Neptune Oyster is really good for the Oysters.. it is a real small place, nothing too fancy, in the North End (Bostons little Italy) I make a few trips there from the office every now and then.

----------


## MIke R

good to know..thanks for that

----------


## andynap

Tonight at Legal Sea Food at Long Wharf- Mike, Wendi, Lena, Kevin, Kate, Phyllis and me. We had almost everything on the menu- oysters, steamers, mussels, calamari - all apps- and fish galore- cod, haddock, etc. Great time with good friends. Tomorrow on the way home is Still River - Kara and Bob.

----------


## Jeanette

Great photo.  Lena was the best fed kid in America this summer!

Andy, enjoy Still River tomorrow.

----------


## MIke R

great evening with old friends....and the perfect way to break up the trip to P Town....as usual Legals delivered great food....nice to see my paison Andy and Phyl who I hadn't seen in quite some time....next stop?..Gustavia

----------


## andynap

> Great photo.  Lena was the best fed kid in America this summer!
> 
> Andy, enjoy Still River tomorrow.



Thanks Jeanette. I see it's pouring rain down there so we will have a long lunch.

----------


## amyb

Great group-wonderful lunch-fantastic visit!  That's all such very good stuff. A & P-please give Kara and Bob hugs from us-the other A & P.

----------


## Theresa

Looks like fun!  Wish we could have joined you.

----------


## andynap

So we made it to Still River Cafe at 11:40 and Kara was in the kitchen- 
Foccaccia waiting for the oven- and heirloom tomatoes- 
 

The largest shallots I ever saw- as big as baseballs

 

Started off with the Foccaccia- 

 

Then Ravioli stuffed with ricotta, parmesan cheese and quail egg, shaved black truffle and parmesan in a light butter sauce

 

Followed by baked Cod with fried green tomato and roasted heirloom tomatoes in a light fish sauce

 

Biscotti and coffee

 

What's lunch without some bubbly

 

The Still River homestead

 

 


The ride home was the worst ever. We left Kara & Bob's at 2:30 and didn't get home until almost 10. There were accidents on EVERY road we took. There was an accident right next to us on 95 in Connecticut and I got the hell out of there. Tappan Zee was horrible- construction everywhere. Garden State was packed and 20 MPH average. The NJ Turnpike was the best road of all. But the sun is shining here so that was yesterday.

----------


## Jeanette

Wonderful photos, Andy!  Your meal looked wonderful.  Kara's food presentations look almost too beautiful to eat.  It looks like the skies cleared a bit to get those shot of the "homestead."  Really impressive...

Sorry about the miserable ride home, at least you were not one of the accidents.

----------


## andynap

Thanks Jeanette- actually it was raining pretty hard when I took the outside shots and all the way home. Altho we came close to an accident it felt like we were in all of them when I pulled into my garage and got out. My aching back.

----------


## MIke R

oh that Kara...only using fresh farm veggies and local fresh fish....what a nut!!...

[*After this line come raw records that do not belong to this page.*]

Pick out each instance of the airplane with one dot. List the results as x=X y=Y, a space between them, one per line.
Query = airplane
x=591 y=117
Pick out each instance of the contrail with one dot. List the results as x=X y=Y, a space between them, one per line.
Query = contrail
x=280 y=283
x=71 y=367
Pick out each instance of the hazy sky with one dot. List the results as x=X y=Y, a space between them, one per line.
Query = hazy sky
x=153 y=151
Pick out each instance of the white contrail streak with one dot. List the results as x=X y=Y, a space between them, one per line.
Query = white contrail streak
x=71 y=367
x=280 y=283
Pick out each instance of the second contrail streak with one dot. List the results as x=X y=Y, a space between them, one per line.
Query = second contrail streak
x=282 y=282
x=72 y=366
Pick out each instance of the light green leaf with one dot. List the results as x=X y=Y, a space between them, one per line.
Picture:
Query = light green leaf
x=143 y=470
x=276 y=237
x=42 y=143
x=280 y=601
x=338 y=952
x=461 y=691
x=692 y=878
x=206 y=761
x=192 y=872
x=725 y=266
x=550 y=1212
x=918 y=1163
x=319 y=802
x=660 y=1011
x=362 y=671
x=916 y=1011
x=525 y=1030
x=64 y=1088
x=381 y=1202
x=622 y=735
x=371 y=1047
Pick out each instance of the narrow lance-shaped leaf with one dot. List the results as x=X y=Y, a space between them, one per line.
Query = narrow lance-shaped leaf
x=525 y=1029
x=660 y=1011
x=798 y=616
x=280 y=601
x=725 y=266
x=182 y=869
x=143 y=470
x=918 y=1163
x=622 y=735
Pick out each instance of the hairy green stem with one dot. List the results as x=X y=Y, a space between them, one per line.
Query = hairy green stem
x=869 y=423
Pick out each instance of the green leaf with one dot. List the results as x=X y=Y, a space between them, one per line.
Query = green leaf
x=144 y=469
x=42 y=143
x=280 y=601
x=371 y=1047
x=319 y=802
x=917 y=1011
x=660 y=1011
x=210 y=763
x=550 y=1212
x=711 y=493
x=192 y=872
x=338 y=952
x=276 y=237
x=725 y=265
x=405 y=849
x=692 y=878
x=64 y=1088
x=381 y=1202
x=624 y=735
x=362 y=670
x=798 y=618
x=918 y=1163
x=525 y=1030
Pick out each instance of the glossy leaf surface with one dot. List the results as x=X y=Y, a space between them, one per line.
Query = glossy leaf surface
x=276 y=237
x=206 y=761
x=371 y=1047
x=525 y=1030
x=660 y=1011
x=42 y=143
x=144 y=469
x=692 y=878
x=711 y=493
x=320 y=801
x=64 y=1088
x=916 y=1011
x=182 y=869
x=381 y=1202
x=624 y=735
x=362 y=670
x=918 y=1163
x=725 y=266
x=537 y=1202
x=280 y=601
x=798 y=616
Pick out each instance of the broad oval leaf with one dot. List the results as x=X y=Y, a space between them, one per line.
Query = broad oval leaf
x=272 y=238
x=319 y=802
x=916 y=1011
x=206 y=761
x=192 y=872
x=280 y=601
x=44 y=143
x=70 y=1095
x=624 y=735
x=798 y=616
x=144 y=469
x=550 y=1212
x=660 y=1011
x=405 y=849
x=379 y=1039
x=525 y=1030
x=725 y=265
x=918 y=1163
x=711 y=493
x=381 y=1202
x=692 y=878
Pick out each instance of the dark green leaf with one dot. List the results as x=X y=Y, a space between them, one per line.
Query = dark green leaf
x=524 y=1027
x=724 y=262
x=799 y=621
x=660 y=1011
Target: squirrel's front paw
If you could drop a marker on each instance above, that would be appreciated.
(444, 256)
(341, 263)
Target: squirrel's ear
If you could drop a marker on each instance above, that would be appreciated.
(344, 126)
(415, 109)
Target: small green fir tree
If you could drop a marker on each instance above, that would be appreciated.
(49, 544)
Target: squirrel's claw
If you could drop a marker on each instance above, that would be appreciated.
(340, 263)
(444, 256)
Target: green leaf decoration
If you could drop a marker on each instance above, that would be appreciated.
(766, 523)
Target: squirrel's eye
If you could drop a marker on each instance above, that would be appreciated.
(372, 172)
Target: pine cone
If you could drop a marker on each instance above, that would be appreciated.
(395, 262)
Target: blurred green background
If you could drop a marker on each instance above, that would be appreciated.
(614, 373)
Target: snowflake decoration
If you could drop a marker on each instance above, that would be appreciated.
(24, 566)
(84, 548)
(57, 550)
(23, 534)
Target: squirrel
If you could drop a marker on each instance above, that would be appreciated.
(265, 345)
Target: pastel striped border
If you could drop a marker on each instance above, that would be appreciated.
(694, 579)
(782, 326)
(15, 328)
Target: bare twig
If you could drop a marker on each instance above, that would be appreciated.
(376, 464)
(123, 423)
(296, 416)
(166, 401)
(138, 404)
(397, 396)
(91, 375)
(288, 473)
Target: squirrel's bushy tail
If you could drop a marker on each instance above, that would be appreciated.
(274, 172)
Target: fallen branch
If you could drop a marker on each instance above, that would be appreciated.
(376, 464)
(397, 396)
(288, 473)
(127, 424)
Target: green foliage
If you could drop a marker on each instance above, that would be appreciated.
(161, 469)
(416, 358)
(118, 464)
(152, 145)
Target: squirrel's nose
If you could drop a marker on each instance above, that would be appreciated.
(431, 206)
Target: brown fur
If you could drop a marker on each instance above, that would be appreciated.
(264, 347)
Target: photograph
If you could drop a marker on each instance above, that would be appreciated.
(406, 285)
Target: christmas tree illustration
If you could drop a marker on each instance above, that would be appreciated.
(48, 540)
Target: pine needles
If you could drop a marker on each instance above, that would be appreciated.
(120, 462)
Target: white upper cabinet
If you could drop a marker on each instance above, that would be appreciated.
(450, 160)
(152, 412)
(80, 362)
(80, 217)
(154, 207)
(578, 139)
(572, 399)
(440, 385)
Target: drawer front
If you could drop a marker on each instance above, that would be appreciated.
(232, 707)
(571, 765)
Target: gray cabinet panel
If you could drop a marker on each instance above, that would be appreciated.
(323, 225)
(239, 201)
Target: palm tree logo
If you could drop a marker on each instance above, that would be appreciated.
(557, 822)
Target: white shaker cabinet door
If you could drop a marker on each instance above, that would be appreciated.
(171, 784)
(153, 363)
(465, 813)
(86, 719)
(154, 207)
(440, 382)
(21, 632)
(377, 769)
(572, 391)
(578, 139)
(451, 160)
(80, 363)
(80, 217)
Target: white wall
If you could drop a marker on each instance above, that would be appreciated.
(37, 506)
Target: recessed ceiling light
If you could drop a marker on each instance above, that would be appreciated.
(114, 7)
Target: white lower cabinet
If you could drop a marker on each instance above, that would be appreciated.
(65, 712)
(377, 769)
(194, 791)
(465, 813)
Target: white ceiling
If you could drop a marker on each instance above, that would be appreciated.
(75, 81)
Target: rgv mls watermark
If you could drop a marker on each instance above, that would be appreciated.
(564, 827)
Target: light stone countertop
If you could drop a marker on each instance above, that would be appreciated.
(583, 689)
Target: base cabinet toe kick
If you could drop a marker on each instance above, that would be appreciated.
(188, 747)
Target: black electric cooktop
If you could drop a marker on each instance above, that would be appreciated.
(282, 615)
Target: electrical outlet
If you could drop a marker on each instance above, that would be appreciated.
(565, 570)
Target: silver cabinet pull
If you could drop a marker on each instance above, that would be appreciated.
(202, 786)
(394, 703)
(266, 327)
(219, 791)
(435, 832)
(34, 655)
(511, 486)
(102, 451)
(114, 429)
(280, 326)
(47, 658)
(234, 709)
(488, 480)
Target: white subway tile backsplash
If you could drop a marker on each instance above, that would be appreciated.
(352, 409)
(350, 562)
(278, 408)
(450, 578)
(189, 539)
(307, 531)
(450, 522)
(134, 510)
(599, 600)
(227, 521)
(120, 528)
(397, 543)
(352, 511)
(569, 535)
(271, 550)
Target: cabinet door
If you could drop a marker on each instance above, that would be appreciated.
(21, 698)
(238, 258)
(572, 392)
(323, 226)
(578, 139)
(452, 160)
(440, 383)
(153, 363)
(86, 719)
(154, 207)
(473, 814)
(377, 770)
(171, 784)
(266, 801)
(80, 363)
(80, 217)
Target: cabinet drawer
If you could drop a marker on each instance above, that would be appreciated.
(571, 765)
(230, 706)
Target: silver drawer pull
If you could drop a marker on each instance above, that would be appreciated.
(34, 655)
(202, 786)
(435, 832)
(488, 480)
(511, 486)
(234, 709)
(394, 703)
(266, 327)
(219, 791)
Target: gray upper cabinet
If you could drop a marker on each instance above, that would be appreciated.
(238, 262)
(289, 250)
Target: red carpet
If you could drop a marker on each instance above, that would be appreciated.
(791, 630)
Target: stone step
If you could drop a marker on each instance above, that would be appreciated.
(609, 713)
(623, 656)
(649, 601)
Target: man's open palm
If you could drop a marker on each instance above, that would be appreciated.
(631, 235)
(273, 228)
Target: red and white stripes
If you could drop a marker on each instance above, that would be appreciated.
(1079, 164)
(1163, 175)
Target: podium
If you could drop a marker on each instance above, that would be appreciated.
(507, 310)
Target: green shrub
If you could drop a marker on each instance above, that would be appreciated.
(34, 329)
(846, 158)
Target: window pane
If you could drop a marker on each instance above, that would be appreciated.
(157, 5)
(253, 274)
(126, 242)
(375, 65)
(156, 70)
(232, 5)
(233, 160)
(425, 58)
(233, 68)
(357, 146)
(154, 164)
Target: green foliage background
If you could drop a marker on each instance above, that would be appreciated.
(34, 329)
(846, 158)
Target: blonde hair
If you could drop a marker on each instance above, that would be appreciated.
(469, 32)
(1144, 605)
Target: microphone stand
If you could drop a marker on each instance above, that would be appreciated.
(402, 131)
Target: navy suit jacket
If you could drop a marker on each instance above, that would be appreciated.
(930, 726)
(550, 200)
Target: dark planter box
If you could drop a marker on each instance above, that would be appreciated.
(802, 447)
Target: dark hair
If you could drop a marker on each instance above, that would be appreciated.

looks great...I'm sure it tasted  as good as it looks.. absolutely no substitute for fresh *and* local food....none

sorry about the ride home but it was great to see  you anyway....whereto next year this week....may I suggest Burlington Vermont?...beautiful country...beautiful lake....great dining

----------


## andynap

I will convince Phyllis but I think we may fly.

----------


## MIke R

Wendi is from there and could probably help you with tips on where to eat etc

----------


## andynap

You got it.

----------


## amyb

Andy, totally enjoyed your trip reports and especially the meal and garden at Still River.  Happy trails, Amy

----------


## BBT

Amy, looks like Andy is in the running for the fall food photographer position you better hurry up and get back to SBH.

----------


## phil62

Another pot stirrer in the group? I am counting the days Bob and practicing my skills. The food here is not spectacular. The bag of snacks however was to die-merci beau coup Tommye.The weather has been great and the property is ideal for Florida. A

----------


## andynap

Amy- I don't consider it a contest- everyone has her/his photos. I was impressed with your Lumix tho so I got the grown up model- DMC-FZ28- 18 optical zoom and wide angle. It's not a compact but I still have my Casio.

----------


## phil62

Sounds cool. Andy. Let me know how you like your bigger version.  I really like the job done by my little one a lot. A

----------


## MIke R

> Sounds cool. Andy. Let me know how you like your bigger version.  I really like the job done by my little one a lot. A




we re still talking cameras here???..right??

----------


## phil62

Of course right!  A

----------